Config.json is not saving after finetuning Llama 2

After finetuning, i’m not able to save a config.json file using trainer.model.save_pretrained

My pip install:

!pip install torch datasets
!pip install -q accelerate==0.21.0 peft==0.4.0 bitsandbytes==0.40.2 transformers==4.31.0 trl==0.4.7

Model code:

model_name='meta-llama/Llama-2-7b-chat-hf'

model_config = transformers.AutoConfig.from_pretrained(
    model_name,
)

tokenizer = AutoTokenizer.from_pretrained(model_name, trust_remote_code=True)
tokenizer.pad_token = tokenizer.eos_token
tokenizer.padding_side = "right"


bnb_config = BitsAndBytesConfig(
    load_in_4bit=True,
    bnb_4bit_quant_type='nf4',
    bnb_4bit_compute_dtype=getattr(torch,"float16"),
    bnb_4bit_use_double_quant=False,
)

model = AutoModelForCausalLM.from_pretrained(
   model_name,
    quantization_config=bnb_config,
)

huggingface_dataset_name = "mlabonne/guanaco-llama2-1k"

#dataset = load_dataset(huggingface_dataset_name, "pqa_labeled", split = "train")

dataset = load_dataset(huggingface_dataset_name, split="train")

# LoRA attention dimension
lora_r = 64

# Alpha parameter for LoRA scaling
lora_alpha = 16

# Dropout probability for LoRA layers
lora_dropout = 0.1

# Load LoRA configuration
peft_config = LoraConfig(
    lora_alpha=lora_alpha,
    lora_dropout=lora_dropout,
    r=lora_r,
    bias="none",
    task_type="CAUSAL_LM",
)

training_arguments = TrainingArguments(
    output_dir="random_weights",
    fp16=True,
    learning_rate=1e-5,
    num_train_epochs=5,
    weight_decay=0.01,
    logging_steps=1,
    max_steps=1)

trainer = SFTTrainer(
    model=model,
    train_dataset=dataset,
    peft_config=peft_config,
    dataset_text_field="text",
    max_seq_length=None,
    tokenizer=tokenizer,
    args=training_arguments
)

# Train model
trainer.train()

trainer.model.save_pretrained("finetuned_llama")

Now, when I go to load the model it complaing about not having a config.json.

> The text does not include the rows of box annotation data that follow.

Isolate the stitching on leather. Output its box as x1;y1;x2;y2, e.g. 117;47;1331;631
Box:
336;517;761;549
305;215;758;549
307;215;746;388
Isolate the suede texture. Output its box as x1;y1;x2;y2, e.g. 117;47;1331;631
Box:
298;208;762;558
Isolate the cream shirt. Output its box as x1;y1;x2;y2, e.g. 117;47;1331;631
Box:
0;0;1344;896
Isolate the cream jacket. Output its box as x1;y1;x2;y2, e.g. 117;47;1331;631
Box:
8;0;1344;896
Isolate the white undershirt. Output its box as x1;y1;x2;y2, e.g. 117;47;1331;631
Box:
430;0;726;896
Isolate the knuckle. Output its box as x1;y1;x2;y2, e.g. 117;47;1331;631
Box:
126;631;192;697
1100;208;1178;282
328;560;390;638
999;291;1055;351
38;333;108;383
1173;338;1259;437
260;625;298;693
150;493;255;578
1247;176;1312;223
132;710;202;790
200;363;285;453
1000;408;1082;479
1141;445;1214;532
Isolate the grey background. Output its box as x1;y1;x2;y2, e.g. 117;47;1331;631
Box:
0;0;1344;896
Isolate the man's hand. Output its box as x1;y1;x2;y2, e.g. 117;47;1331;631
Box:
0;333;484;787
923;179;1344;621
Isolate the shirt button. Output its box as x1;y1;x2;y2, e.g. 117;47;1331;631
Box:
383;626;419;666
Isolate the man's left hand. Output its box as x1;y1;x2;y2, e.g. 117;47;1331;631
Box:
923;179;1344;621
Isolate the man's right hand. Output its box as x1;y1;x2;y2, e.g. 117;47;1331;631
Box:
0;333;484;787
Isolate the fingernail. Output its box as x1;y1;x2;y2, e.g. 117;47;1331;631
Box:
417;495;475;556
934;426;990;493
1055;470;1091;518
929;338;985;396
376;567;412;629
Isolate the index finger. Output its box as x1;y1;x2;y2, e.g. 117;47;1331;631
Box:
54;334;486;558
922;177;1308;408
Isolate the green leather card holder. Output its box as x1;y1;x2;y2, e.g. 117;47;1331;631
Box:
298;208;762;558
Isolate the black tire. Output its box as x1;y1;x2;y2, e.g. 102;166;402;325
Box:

I’ve also tried explicitly saving the config using trainer.model.config.save_pretrained but I had no luck.

I might be missing something obvious. Any ideas on what might be going wrong?

2 Likes

Did you fix that?

I think it is because you are using LoRA which trains an adapter model. Try calling model.merge_and_unload() to merge the adapter model with your base model before saving.